In previous articles  we have discussed the investigation and punishment of misbehaving scientists by the Office of the Inspector General (OIG) of the Department of Health and Human Services. While these were often characterized by the Alice in Wonderland notion of punishment before verdict, the actions of the Appeals Boards in overturning several egregious claims was heartening to many scientists. In this article we discuss a new avenue for punishing miscreants/pillorying the innocent: The False Claims Act (FCA).
When you are in trouble with the OIG, you risk losing your grant, losing your ability to apply for grants, and suffering the professional humiliation of being put on the OIG offender list. You can also spend a few tens to hundreds of thousands of dollars on attorney's fees to stave off these possibilities, and you may not work for a decade or so waiting for the results of the inquiry. The FCA , in contrast, has severe penalties: you can go to jail for the rest of your life and be fined millions of dollars. The attorney's fees you can incur are only limited by your net worth and that of your friendly banker.
What makes the FCA interesting is that anyone who knows about your misconduct can bring a lawsuit in the Government's name for the civil penalties (the fines). Thus the cases are not screened by a prosecutor, but can be brought by any person in your lab or institution with a story that an attorney believes can convince a jury that you have violated the FCA. This is called a qui tam, or private attorney general provision. These are used to encourage individuals to file lawsuits that further the government's interests. They also allow an unlimited number of lawsuits to be filed, since they do not deplete the limited funds the Justice Department has to keep scientists in line. To encourage this altruistic behavior, the qui tam plaintiff gets to keep 25-30% of the fines assessed against you, with the rest going to the government.

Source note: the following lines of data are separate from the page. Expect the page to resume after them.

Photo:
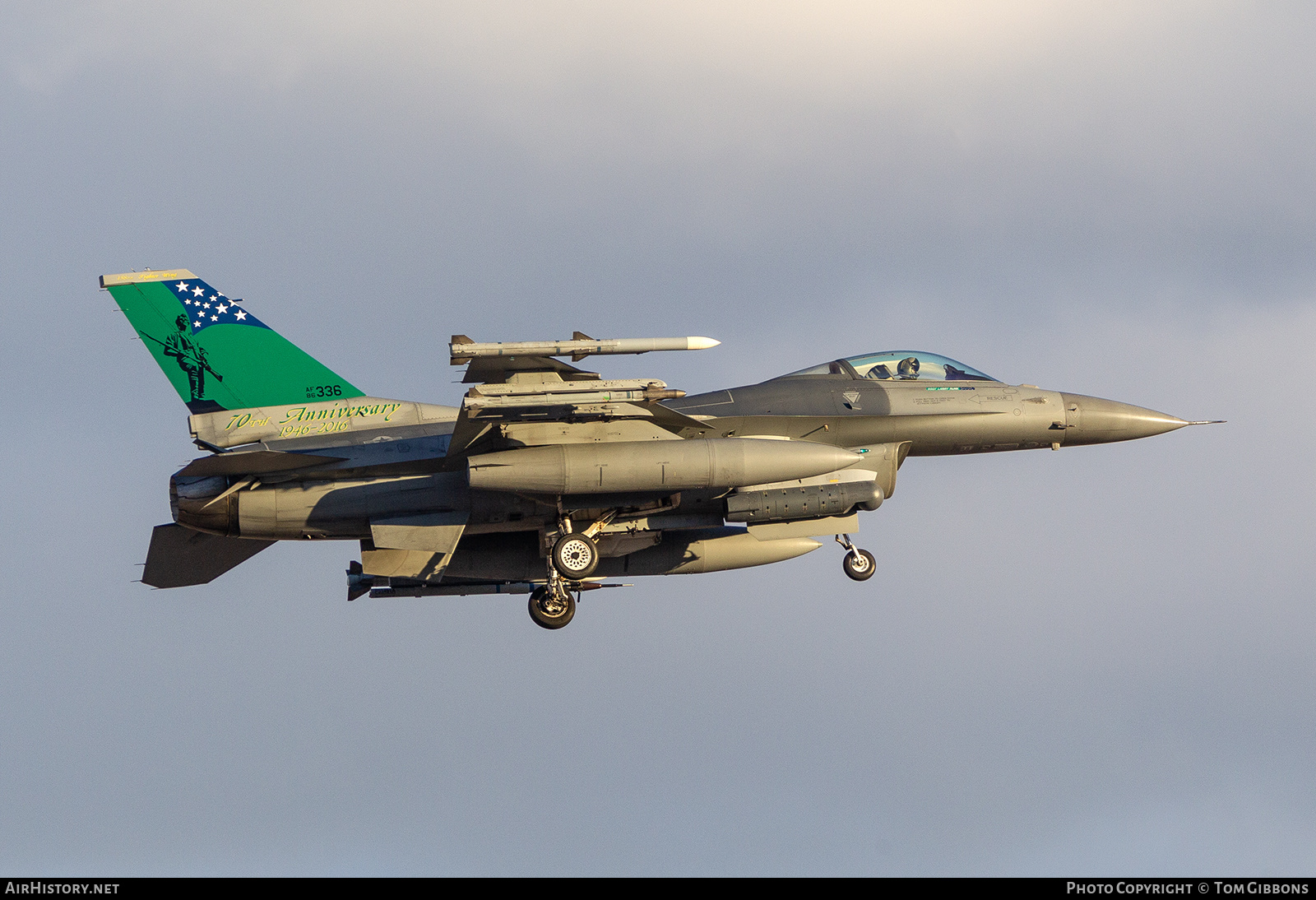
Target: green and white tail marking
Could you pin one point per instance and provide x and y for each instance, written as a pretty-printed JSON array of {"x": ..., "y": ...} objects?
[{"x": 216, "y": 353}]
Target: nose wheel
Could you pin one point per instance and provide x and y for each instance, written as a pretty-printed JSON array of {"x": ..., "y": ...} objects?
[
  {"x": 859, "y": 564},
  {"x": 576, "y": 557}
]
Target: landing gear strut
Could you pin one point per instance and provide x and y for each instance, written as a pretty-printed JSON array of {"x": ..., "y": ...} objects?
[
  {"x": 859, "y": 564},
  {"x": 552, "y": 605}
]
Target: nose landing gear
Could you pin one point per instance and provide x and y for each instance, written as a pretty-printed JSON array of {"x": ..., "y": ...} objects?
[{"x": 859, "y": 564}]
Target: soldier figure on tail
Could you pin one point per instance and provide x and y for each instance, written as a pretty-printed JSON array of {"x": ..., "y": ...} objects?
[{"x": 191, "y": 358}]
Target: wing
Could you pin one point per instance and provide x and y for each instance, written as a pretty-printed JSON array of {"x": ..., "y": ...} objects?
[{"x": 526, "y": 401}]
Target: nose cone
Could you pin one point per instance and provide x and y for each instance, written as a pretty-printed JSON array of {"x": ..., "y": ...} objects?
[{"x": 1092, "y": 420}]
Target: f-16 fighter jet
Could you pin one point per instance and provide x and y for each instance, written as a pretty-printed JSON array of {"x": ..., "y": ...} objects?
[{"x": 549, "y": 479}]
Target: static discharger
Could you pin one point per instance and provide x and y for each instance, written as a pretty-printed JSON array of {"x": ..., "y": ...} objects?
[{"x": 464, "y": 349}]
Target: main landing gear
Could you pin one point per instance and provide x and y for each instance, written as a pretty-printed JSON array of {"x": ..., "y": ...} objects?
[
  {"x": 552, "y": 605},
  {"x": 572, "y": 558},
  {"x": 859, "y": 564}
]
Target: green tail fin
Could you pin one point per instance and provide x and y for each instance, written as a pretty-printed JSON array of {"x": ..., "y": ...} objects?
[{"x": 216, "y": 353}]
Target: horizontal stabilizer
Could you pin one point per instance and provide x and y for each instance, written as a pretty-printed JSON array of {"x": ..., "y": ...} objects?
[
  {"x": 181, "y": 557},
  {"x": 256, "y": 462}
]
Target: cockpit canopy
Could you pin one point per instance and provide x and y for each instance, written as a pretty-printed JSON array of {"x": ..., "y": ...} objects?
[{"x": 897, "y": 366}]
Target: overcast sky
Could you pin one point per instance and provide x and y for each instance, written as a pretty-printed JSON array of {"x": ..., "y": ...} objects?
[{"x": 1096, "y": 661}]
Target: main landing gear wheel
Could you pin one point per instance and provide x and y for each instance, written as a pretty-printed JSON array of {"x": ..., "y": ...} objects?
[
  {"x": 576, "y": 557},
  {"x": 860, "y": 564},
  {"x": 552, "y": 610}
]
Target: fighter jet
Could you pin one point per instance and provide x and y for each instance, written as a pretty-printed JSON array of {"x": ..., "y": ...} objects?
[{"x": 549, "y": 479}]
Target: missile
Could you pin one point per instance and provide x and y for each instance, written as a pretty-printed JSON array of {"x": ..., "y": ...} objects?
[
  {"x": 625, "y": 466},
  {"x": 464, "y": 349}
]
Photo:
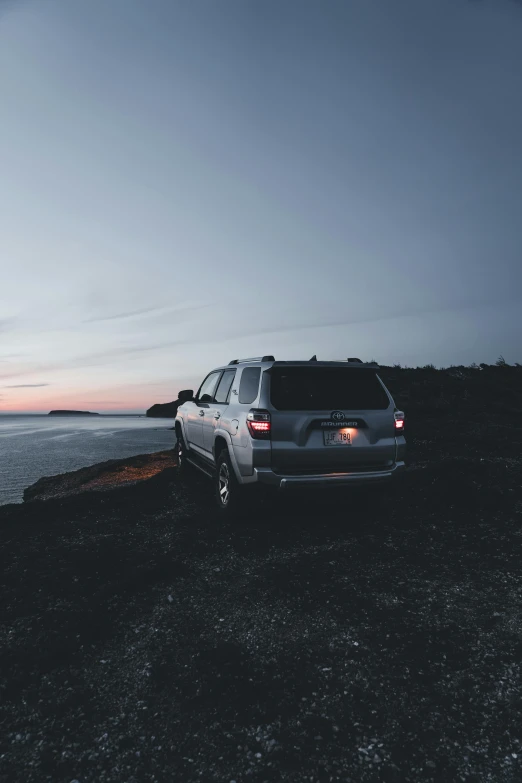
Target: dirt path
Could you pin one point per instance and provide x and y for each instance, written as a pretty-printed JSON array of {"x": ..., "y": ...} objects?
[{"x": 363, "y": 638}]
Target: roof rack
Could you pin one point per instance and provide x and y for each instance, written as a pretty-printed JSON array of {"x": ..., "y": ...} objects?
[{"x": 253, "y": 359}]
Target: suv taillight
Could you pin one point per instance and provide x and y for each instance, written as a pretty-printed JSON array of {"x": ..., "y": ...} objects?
[
  {"x": 399, "y": 422},
  {"x": 259, "y": 425}
]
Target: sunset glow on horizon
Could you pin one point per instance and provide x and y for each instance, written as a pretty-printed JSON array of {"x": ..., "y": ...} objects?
[{"x": 184, "y": 186}]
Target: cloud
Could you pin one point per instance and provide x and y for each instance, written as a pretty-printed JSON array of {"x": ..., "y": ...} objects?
[
  {"x": 128, "y": 314},
  {"x": 26, "y": 385},
  {"x": 5, "y": 323},
  {"x": 145, "y": 311}
]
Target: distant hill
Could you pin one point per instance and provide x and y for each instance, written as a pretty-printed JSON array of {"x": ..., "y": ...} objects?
[
  {"x": 166, "y": 410},
  {"x": 72, "y": 413}
]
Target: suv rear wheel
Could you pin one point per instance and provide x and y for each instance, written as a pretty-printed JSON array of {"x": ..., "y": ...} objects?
[{"x": 229, "y": 494}]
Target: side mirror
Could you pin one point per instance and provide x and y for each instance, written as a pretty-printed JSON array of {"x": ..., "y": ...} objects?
[{"x": 186, "y": 395}]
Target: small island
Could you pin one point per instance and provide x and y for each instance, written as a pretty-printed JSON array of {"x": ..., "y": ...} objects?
[{"x": 72, "y": 413}]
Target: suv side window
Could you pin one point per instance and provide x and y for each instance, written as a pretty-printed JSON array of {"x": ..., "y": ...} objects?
[
  {"x": 207, "y": 388},
  {"x": 225, "y": 384},
  {"x": 249, "y": 386}
]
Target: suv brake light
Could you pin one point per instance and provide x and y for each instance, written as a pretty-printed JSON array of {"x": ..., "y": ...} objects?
[
  {"x": 259, "y": 425},
  {"x": 399, "y": 421}
]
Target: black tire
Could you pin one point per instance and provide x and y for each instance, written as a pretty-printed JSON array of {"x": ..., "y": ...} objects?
[{"x": 228, "y": 493}]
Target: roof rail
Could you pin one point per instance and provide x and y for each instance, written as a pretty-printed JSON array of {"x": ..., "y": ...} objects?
[{"x": 253, "y": 359}]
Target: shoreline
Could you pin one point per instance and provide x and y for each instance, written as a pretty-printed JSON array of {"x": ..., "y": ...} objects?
[
  {"x": 100, "y": 477},
  {"x": 376, "y": 638}
]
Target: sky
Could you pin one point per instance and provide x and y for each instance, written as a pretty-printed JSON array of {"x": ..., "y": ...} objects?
[{"x": 185, "y": 183}]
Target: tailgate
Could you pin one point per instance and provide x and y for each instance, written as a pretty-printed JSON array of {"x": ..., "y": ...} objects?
[{"x": 332, "y": 437}]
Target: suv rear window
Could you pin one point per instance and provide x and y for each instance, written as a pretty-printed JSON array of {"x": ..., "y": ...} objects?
[
  {"x": 326, "y": 389},
  {"x": 249, "y": 385}
]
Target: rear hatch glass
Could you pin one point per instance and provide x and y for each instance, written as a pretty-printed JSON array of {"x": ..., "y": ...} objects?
[{"x": 326, "y": 389}]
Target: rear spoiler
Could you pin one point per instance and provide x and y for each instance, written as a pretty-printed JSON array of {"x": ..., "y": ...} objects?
[{"x": 358, "y": 365}]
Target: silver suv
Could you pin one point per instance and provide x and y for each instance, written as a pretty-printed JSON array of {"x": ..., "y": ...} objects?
[{"x": 284, "y": 424}]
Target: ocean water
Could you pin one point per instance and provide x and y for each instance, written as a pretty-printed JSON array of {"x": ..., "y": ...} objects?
[{"x": 36, "y": 446}]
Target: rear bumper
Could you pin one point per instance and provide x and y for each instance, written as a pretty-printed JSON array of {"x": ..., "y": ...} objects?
[{"x": 357, "y": 478}]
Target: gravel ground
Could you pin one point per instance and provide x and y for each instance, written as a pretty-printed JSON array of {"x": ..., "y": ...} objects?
[{"x": 358, "y": 637}]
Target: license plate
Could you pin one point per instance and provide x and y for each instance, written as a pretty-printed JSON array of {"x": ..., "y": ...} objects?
[{"x": 337, "y": 438}]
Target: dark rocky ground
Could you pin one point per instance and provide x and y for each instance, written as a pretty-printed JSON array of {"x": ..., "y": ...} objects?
[{"x": 361, "y": 637}]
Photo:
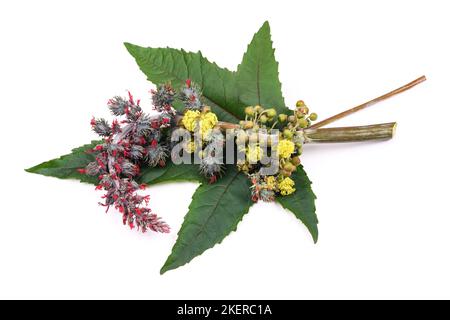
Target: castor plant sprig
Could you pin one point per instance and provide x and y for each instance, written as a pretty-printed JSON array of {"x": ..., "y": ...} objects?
[{"x": 241, "y": 100}]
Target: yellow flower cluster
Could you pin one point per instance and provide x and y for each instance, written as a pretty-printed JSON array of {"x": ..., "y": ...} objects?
[
  {"x": 285, "y": 148},
  {"x": 286, "y": 186},
  {"x": 253, "y": 153},
  {"x": 271, "y": 182},
  {"x": 206, "y": 120},
  {"x": 190, "y": 119}
]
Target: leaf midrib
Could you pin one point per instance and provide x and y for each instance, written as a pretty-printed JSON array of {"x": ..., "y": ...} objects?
[{"x": 212, "y": 212}]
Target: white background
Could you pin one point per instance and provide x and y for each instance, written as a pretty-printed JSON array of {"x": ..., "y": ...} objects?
[{"x": 383, "y": 207}]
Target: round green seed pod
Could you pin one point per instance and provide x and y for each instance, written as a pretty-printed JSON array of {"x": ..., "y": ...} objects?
[
  {"x": 248, "y": 125},
  {"x": 289, "y": 167},
  {"x": 282, "y": 117},
  {"x": 287, "y": 133},
  {"x": 250, "y": 111},
  {"x": 259, "y": 109},
  {"x": 303, "y": 123},
  {"x": 271, "y": 113},
  {"x": 253, "y": 138},
  {"x": 313, "y": 116},
  {"x": 304, "y": 110},
  {"x": 300, "y": 103},
  {"x": 295, "y": 161}
]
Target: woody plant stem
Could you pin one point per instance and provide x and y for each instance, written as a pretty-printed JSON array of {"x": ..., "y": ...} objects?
[{"x": 317, "y": 134}]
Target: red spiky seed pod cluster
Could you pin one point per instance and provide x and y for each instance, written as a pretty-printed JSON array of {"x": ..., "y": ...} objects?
[{"x": 127, "y": 143}]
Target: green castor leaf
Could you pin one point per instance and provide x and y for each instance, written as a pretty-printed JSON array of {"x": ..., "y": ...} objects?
[{"x": 215, "y": 211}]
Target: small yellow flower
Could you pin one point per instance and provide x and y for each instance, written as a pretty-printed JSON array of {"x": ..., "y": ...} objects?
[
  {"x": 254, "y": 153},
  {"x": 286, "y": 186},
  {"x": 285, "y": 148},
  {"x": 190, "y": 119},
  {"x": 207, "y": 123},
  {"x": 193, "y": 118},
  {"x": 271, "y": 182},
  {"x": 208, "y": 120}
]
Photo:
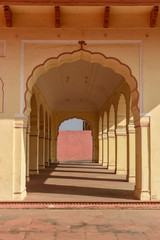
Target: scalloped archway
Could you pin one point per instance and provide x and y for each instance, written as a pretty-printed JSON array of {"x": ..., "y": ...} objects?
[{"x": 92, "y": 57}]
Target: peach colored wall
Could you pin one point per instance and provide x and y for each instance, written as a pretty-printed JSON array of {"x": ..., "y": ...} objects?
[{"x": 75, "y": 145}]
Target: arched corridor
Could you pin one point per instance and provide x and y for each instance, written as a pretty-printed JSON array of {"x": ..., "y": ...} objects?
[{"x": 108, "y": 117}]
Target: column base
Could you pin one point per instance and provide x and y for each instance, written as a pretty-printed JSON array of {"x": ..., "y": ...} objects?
[
  {"x": 94, "y": 161},
  {"x": 131, "y": 179},
  {"x": 20, "y": 195},
  {"x": 111, "y": 167},
  {"x": 41, "y": 166},
  {"x": 34, "y": 171},
  {"x": 105, "y": 164},
  {"x": 143, "y": 195},
  {"x": 121, "y": 172}
]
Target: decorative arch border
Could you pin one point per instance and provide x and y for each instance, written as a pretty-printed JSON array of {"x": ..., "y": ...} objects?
[
  {"x": 72, "y": 117},
  {"x": 92, "y": 57},
  {"x": 2, "y": 89}
]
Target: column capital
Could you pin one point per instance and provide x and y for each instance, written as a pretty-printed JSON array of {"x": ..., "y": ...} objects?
[
  {"x": 131, "y": 128},
  {"x": 143, "y": 122},
  {"x": 20, "y": 121},
  {"x": 34, "y": 132},
  {"x": 100, "y": 136},
  {"x": 41, "y": 134},
  {"x": 104, "y": 135},
  {"x": 121, "y": 132},
  {"x": 111, "y": 134}
]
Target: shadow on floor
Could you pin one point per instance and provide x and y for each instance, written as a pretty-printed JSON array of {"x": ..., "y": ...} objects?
[{"x": 74, "y": 185}]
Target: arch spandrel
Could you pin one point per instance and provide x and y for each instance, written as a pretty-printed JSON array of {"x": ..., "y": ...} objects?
[{"x": 92, "y": 57}]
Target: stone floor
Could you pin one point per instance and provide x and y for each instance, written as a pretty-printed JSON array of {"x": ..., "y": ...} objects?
[
  {"x": 40, "y": 224},
  {"x": 75, "y": 181}
]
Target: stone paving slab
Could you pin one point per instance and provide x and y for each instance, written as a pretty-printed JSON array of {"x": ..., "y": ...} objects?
[{"x": 49, "y": 224}]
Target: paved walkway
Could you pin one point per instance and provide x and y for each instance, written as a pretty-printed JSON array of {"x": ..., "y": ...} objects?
[
  {"x": 33, "y": 224},
  {"x": 79, "y": 181}
]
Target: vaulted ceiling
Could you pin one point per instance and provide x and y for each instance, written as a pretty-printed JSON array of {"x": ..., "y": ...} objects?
[{"x": 78, "y": 86}]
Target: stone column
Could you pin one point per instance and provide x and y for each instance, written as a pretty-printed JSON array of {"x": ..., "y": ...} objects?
[
  {"x": 50, "y": 142},
  {"x": 100, "y": 160},
  {"x": 19, "y": 173},
  {"x": 121, "y": 167},
  {"x": 41, "y": 151},
  {"x": 111, "y": 151},
  {"x": 27, "y": 152},
  {"x": 94, "y": 148},
  {"x": 131, "y": 154},
  {"x": 142, "y": 187},
  {"x": 105, "y": 148},
  {"x": 34, "y": 151},
  {"x": 46, "y": 151}
]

This is not a theoretical risk. On May 18th, a Baltimore jury ordered the University of Alabama and four scientists to pay $1.9 million in fines and reimbursement for violating the FCA. The plaintiff, Dr. Pamela A. Berge, an epidemiologist, was a doctoral student at Cornell when she went to defendants' lab to do research. While we will review the detailed allegations of her claim in a later article, the core of the action was that the defendants did not give her proper attribution and presented her work for their own. This became a false claim when the defendants used this improperly attributed work as part of an National Institute of Health (NIH) grant application.